# Installing Half Moon headlight covers



## Heath V (Oct 12, 2010)

Ok this has to be the simplest task yet I can't seem to do it. How do I make my half moon's stay in place on my 64? I figured I'd just unscrew the retainer rings put them in place and that would be it but its not lol. Do I need new retainer rings or a different kind perhaps? Thanks for the help with this ridiculous question..


----------



## BIG E 602 (Mar 30, 2009)

thats it, the covers should have 2 small holes in them for the nipples on top of headlight, postion & screw ring tight


----------



## 817.TX. (Sep 7, 2007)

Isnt there some sort of spring that needs to be pulled back. Its been awhile since I installed mines but I believe there are 2 rings to get behind. :facepalm: :nicoderm:


----------



## 502Regal (Apr 16, 2003)

BIG E 602 said:


> thats it, the covers should have 2 small holes in them for the nipples on top of headlight, postion & screw ring tight


That's exactly what I was gonna say. They're 2 notches where it'sll "lock" in place and not slide around any, tightn th retainer and you should be good. May need a filler of some sort, but couldn't advise what to use. This is no sliding switch extension easy fix.


----------



## Heath V (Oct 12, 2010)

Got it guys thanks! I was thinking that they just locked under the retainers but they don't. I had to remove the actual headlight bezels and the spring on the bottom and then put them on. Once I took care of the first one the other 3 went on super easy. It was bugging me so much that I left work to handle it! Thanks again for the replies.!


----------



## Heath V (Oct 12, 2010)

Heath V said:


> Got it guys thanks! I was thinking that they just locked under the retainers but they don't. I had to remove the actual headlight bezels and the spring on the bottom and then put them on. Once I took care of the first one the other 3 went on super easy. It was bugging me so much that I left work to handle it! Thanks again for the replies.!

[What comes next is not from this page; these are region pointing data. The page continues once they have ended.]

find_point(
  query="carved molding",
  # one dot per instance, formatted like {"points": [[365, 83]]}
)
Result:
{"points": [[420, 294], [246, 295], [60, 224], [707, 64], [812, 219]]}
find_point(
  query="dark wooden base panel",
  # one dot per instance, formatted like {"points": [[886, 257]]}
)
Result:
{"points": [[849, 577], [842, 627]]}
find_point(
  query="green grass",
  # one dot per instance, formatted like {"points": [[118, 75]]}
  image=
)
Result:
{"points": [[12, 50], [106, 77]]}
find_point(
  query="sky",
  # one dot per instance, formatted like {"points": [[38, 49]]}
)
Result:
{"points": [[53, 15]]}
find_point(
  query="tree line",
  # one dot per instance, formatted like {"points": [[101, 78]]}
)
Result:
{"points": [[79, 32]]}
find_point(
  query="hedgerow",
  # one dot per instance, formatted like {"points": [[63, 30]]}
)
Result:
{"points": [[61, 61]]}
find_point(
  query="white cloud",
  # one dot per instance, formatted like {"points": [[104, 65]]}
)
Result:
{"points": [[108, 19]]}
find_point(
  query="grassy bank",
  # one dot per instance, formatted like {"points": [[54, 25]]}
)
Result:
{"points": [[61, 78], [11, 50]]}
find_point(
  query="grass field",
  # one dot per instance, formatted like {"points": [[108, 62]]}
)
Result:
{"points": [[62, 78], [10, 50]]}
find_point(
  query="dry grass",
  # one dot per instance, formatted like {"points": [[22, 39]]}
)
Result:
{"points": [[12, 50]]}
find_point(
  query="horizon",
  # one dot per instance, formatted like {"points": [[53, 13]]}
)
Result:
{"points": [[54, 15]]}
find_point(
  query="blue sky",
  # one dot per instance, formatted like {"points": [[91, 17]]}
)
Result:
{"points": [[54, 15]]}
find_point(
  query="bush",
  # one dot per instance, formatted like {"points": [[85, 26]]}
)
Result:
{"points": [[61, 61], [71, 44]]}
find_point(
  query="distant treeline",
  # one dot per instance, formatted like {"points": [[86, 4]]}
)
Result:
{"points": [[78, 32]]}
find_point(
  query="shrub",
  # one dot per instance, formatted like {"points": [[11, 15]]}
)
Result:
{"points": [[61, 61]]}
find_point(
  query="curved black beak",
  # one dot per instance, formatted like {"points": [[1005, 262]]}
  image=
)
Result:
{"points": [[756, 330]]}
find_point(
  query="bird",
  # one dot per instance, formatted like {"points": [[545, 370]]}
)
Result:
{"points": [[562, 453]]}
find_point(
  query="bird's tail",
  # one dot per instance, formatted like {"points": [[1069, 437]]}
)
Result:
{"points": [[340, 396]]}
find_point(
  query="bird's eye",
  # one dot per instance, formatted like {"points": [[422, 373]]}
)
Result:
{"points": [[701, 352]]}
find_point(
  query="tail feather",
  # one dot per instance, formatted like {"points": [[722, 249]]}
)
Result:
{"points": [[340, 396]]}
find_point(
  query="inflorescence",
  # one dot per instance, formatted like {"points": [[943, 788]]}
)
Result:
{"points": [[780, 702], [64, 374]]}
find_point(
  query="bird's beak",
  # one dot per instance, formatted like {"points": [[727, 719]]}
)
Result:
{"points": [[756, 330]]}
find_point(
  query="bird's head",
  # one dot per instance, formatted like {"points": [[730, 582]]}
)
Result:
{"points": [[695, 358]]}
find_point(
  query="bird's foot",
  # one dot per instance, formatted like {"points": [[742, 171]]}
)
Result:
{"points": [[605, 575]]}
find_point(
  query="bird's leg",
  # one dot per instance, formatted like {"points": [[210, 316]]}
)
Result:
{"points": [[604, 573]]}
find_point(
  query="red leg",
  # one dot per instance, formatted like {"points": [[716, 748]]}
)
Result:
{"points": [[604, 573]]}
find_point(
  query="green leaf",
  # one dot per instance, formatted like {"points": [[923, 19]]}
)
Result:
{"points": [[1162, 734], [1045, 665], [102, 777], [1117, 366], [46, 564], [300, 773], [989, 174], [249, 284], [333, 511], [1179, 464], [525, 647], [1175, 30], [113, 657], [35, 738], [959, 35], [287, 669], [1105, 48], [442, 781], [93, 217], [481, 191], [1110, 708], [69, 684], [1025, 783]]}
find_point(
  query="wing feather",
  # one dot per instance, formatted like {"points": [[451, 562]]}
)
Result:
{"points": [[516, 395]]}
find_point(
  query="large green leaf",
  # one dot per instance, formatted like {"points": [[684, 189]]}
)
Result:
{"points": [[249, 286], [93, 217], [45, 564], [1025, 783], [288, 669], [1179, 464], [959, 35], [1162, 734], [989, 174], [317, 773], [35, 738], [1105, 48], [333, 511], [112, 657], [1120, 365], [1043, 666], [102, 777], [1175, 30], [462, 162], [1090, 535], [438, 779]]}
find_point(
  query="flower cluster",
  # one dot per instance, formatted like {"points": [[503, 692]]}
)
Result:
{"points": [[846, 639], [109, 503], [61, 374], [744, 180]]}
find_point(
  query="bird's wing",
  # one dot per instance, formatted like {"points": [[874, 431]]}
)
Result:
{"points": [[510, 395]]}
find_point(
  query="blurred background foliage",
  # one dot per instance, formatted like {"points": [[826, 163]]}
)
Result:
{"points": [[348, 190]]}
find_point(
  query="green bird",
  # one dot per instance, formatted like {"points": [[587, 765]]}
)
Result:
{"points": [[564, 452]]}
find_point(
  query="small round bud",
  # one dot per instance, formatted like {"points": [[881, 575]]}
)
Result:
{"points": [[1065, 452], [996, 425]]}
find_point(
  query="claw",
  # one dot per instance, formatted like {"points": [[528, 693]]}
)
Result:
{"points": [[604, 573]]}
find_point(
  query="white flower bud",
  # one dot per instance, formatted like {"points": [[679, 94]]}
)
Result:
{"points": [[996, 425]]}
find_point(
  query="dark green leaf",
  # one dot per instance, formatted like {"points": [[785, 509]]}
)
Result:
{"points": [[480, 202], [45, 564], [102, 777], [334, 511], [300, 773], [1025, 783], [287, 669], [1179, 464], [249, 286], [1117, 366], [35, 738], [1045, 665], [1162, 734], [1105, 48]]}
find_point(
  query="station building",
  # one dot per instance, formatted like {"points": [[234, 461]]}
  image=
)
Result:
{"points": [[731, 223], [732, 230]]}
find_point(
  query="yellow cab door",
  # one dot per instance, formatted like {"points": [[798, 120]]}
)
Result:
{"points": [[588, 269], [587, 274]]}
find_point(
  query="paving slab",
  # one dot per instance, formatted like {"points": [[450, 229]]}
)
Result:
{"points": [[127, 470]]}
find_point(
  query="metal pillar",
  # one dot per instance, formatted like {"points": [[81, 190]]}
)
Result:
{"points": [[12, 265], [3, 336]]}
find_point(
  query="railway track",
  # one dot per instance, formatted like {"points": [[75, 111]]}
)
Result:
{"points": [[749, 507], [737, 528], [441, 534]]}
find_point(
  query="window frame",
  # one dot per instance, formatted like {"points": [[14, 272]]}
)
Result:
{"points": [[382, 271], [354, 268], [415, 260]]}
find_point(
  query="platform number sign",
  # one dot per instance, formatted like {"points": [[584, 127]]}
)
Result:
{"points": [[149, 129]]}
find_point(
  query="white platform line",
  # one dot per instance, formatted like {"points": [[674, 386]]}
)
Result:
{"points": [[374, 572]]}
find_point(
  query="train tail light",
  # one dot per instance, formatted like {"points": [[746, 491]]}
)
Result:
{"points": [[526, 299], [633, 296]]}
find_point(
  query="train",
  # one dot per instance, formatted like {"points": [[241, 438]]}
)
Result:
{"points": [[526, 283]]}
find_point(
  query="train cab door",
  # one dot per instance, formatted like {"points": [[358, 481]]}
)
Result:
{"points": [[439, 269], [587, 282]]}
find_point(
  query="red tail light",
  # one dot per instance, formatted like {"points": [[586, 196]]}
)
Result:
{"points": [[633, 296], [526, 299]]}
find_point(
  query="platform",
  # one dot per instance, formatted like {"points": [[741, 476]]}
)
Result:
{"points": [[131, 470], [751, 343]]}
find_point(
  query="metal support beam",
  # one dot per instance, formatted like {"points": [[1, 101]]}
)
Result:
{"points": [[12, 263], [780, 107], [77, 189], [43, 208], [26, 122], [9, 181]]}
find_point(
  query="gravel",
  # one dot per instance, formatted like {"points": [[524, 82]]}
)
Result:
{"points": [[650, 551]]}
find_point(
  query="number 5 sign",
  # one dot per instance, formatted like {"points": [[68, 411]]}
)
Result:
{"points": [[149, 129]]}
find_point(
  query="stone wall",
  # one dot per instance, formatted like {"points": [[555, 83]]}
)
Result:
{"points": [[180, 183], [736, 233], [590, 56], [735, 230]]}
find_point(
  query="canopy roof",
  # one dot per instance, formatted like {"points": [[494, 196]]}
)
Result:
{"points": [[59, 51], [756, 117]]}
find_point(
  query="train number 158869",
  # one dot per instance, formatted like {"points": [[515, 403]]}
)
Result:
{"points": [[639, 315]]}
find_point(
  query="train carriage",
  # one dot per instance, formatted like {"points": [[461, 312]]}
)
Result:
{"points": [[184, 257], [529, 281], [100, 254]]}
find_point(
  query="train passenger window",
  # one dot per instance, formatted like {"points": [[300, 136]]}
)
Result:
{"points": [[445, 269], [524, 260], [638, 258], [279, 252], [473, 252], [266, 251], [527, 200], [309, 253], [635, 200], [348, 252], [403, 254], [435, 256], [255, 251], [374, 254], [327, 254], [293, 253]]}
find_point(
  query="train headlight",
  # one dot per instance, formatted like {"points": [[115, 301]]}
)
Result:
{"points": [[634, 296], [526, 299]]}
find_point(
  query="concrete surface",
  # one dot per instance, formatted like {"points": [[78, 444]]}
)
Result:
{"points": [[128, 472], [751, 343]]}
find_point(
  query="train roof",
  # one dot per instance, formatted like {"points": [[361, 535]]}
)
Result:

Btw here's how it looks with them on..


----------



## westcoastlowrider (Mar 17, 2010)

Just installed some on trey


----------



## MAKIN MONEY (Mar 9, 2004)

i got em on my six fo, not real difficult to install


----------



## Heath V (Oct 12, 2010)

That 63 is nice! And yea once I figured it out it was easy! I did the other 3 in about 10 minutes.


----------



## baldylatino (Sep 5, 2011)

Ok so remove the bezel then the headlights????


----------



## Heath V (Oct 12, 2010)

First remove the retainers, then the bezel and the spring on the bottom which will then free up the headlight. From there attach the halfmoon and screw the bezel back on and re attach the spring. Real easy once I figured it out!


----------



## baldylatino (Sep 5, 2011)

Heath V said:


> First remove the retainers, then the bezel and the spring on the bottom which will then free up the headlight. From there attach the halfmoon and screw the bezel back on and re attach the spring. Real easy once I figured it out!


 thanks!


----------



## CHE1 (Aug 27, 2005)

Get ready for the fix it ticket.


----------



## Heath V (Oct 12, 2010)

baldylatino said:


> thanks!


Nice bro!


----------



## Heath V (Oct 12, 2010)

CHE1 said:


> Get ready for the fix it ticket.


I'm in AZ bro, as much as I miss Cali I will say this. The cops don't seem to trip out here. I got stopped at a local QT and Bashas by 3 separate cops, all who wanted to check out my ride and tell me stories about their younger days. I've even hit switches next to a cop at a stop light, and the best part is, as long as you're doing less then 15 mph its all legit.. I left QT on 3 wheels and the cop was cheering lol.


----------



## CHE1 (Aug 27, 2005)

Heath V said:


> I'm in AZ bro, as much as I miss Cali I will say this. The cops don't seem to trip out here. I got stopped at a local QT and Bashas by 3 separate cops, all who wanted to check out my ride and tell me stories about their younger days. I've even hit switches next to a cop at a stop light, and the best part is, as long as you're doing less then 15 mph its all legit.. I left QT on 3 wheels and the cop was cheering lol.


I have to move.


----------



## tpimuncie (Jun 6, 2008)

Drive it everywhere dont get messed with at all, Chp's, pd, sheriffs in fact they give thumbs up


----------



## Heath V (Oct 12, 2010)

^ And for good reason, its beautiful!


----------



## Bear (May 29, 2010)

WOW :thumbsup: well thats good 2know! Me & the fambam plan on moving out there next year...


Heath V said:


> I'm in AZ bro, as much as I miss Cali I will say this. The cops don't seem to trip out here. I got stopped at a local QT and Bashas by 3 separate cops, all who wanted to check out my ride and tell me stories about their younger days. I've even hit switches next to a cop at a stop light, and the best part is, as long as you're doing less then 15 mph its all legit.. I left QT on 3 wheels and the cop was cheering lol.


----------



## Bear (May 29, 2010)

x's 2!!


Heath V said:


> ^ And for good reason, its beautiful!


----------



## DeeLoc (Feb 15, 2003)

when i was in AZ they weren't giving tickets for the droz, just things like tires not contacting the ground properly and load rating...


----------



## E-Dizzle (Dec 3, 2007)

Just installed mine thanks to this thread. I couldn't figure them out for the longest time. I was almost going to bust out some super glue or jb weld!


----------



## Gawtti (Mar 27, 2014)

Glad I found this old thread, helped me a lot... Thanks!


----------



## PopthetrunC (Aug 20, 2014)

Gawtti said:


> Glad I found this old thread, helped me a lot... Thanks!


Same here. Thanks


----------